ROMA – I marò del San Marco – i nostri marines – Massimiliano Latorre e Salvatore Girone, proditoriamente imprigionati in India dopo il “tranello” teso alla nave che difendevano dai pirati, sono stati trasferiti dal carcere di Trivandum alla “foresteria” di Kochi in attesa del contestato giudizio della corte indiana. Un trasferimento, come hanno accettato di dichiarare le autorità indiane, “nello spirito della convenzione di Ginevra per i militari prigionieri”.

E’ stata l’unica concessione, che non attenua le infamanti accuse di assassinio di pescatori e di associazione a delinquere con le quali il tribunale indiano intende processare i due. E il governo italiano continua ad apparire impotente, nei fatti, a contrastare un’opinione pubblica indiana decisamente surriscaldata sulla vicenda, malgrado gli stessi pescatori superstiti dell’episodio contestato abbiano abbassato molto i toni.

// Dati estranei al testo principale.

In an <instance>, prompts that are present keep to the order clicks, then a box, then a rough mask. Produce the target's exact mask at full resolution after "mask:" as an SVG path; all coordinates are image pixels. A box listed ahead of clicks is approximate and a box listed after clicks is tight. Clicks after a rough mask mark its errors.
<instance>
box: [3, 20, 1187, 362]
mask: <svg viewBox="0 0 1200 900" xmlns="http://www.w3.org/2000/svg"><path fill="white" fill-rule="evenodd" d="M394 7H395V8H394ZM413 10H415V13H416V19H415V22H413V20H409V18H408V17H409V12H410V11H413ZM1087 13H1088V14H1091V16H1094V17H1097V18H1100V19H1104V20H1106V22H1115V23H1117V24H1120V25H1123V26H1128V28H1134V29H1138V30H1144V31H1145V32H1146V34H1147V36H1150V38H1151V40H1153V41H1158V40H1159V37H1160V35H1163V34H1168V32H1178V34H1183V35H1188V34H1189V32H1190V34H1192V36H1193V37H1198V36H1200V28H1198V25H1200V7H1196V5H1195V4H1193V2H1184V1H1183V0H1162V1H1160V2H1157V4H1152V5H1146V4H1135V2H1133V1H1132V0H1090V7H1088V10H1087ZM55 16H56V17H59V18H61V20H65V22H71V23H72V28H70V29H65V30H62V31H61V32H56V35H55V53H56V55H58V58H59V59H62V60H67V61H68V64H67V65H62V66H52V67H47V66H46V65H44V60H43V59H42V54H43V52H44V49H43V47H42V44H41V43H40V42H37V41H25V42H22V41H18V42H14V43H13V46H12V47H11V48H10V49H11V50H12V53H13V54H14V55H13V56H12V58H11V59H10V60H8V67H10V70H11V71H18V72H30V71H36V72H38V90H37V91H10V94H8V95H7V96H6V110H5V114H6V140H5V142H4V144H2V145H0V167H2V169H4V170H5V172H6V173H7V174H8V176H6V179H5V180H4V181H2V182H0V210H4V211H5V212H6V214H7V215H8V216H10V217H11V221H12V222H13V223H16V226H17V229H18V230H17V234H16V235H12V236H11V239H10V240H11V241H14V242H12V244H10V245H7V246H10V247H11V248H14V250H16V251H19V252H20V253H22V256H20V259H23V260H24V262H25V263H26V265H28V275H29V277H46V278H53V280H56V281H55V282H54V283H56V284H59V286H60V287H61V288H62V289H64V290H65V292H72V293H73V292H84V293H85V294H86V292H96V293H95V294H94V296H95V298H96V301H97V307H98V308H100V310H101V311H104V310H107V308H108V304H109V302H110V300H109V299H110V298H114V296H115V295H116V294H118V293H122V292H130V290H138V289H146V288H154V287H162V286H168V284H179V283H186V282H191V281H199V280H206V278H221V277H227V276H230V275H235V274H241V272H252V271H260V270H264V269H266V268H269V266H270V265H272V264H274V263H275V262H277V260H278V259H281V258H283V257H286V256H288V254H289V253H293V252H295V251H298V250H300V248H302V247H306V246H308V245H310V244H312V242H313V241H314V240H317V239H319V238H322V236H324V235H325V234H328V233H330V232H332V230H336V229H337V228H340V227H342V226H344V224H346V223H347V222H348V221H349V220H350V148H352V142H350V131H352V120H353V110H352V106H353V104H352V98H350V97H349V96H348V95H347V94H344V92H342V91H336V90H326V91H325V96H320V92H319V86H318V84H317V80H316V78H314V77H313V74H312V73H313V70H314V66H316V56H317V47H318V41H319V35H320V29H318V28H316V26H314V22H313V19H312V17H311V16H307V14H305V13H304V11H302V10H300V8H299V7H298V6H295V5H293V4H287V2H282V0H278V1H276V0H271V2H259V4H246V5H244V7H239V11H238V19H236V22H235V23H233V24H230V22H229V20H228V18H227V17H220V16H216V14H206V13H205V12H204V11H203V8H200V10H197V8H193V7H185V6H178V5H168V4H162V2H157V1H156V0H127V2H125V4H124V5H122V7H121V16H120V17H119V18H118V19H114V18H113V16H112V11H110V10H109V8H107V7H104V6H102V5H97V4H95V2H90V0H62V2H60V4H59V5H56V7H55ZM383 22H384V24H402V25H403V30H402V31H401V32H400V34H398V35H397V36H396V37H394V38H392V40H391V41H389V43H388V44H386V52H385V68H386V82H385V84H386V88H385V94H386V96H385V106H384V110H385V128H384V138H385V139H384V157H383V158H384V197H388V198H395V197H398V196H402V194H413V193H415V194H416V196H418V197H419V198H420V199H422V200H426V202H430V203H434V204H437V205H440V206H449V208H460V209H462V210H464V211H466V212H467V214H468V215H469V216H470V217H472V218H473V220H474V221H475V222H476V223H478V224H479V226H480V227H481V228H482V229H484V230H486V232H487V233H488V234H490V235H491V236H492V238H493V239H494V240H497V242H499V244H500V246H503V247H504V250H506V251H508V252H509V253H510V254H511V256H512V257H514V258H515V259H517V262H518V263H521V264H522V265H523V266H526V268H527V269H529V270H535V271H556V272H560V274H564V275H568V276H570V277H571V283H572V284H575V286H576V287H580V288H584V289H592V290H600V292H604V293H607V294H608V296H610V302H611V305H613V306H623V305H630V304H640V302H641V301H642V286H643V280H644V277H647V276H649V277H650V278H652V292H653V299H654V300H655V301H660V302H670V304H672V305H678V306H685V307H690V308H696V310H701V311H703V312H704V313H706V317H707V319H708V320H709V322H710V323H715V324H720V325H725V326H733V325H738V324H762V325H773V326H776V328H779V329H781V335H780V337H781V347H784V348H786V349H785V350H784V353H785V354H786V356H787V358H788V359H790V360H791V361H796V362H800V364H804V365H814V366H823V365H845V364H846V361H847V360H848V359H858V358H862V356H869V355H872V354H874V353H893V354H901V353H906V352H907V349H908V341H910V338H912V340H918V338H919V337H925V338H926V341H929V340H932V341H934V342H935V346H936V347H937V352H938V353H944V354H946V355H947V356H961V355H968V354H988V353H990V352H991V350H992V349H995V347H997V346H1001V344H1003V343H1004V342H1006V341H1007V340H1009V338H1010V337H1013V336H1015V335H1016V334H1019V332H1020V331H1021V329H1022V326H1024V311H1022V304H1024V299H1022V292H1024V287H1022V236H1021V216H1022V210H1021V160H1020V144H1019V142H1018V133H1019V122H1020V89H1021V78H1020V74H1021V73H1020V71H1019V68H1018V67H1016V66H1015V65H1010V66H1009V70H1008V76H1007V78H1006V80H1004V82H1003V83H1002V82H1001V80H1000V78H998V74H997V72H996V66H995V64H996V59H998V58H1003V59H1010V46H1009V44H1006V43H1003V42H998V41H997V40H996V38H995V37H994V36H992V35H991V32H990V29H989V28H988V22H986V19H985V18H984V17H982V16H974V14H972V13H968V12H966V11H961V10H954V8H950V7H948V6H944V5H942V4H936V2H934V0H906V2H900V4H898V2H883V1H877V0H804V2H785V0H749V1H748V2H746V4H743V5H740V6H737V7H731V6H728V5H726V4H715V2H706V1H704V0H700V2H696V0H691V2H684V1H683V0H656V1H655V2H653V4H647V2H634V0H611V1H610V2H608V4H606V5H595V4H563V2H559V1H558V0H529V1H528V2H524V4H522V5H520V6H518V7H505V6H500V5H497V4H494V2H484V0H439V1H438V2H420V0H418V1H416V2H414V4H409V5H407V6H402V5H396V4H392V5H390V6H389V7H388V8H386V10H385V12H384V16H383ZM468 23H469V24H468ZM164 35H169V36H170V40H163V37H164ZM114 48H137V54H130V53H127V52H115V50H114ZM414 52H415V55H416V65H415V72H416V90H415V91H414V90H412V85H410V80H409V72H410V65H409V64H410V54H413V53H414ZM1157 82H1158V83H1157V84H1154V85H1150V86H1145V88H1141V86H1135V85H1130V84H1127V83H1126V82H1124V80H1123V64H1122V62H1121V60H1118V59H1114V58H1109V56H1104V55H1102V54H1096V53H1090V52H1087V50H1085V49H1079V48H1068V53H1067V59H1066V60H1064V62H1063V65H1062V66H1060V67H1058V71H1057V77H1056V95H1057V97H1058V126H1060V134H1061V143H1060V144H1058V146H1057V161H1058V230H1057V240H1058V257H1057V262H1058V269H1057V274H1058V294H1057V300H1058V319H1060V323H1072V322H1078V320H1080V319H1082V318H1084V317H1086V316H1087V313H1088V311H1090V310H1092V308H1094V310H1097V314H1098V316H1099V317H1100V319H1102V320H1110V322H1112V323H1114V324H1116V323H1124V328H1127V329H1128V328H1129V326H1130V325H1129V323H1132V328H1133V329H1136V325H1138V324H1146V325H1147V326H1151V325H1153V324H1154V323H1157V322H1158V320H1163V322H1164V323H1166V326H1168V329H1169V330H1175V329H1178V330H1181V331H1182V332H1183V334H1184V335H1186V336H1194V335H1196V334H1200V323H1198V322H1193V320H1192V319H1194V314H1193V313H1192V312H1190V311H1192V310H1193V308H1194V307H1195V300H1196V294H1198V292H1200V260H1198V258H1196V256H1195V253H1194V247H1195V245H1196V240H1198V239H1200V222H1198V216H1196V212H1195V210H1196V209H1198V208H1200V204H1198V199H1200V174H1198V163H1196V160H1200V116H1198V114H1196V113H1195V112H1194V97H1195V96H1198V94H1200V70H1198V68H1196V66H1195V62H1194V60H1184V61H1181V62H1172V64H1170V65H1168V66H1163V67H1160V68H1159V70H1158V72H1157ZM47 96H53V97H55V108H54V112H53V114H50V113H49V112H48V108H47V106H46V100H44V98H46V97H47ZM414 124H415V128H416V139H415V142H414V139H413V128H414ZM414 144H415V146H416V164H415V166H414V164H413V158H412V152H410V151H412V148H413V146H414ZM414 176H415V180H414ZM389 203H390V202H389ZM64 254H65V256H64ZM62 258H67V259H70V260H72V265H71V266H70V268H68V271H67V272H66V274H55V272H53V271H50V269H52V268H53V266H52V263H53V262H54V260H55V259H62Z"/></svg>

A chi si sta chiedendo in questi giorni il perché di questo accanimento dell’India contro i nostri militari anti-pirateria, può apparire illuminante un giudizio apparso sull’ultimo numero della “Rivista Marittima” (il mensile ufficiale della Marina Militare) a firma di Come Carpentier de Gourgon, direttore di World Affairs di New Delhi ed acuto analista dei rapporti internazionali.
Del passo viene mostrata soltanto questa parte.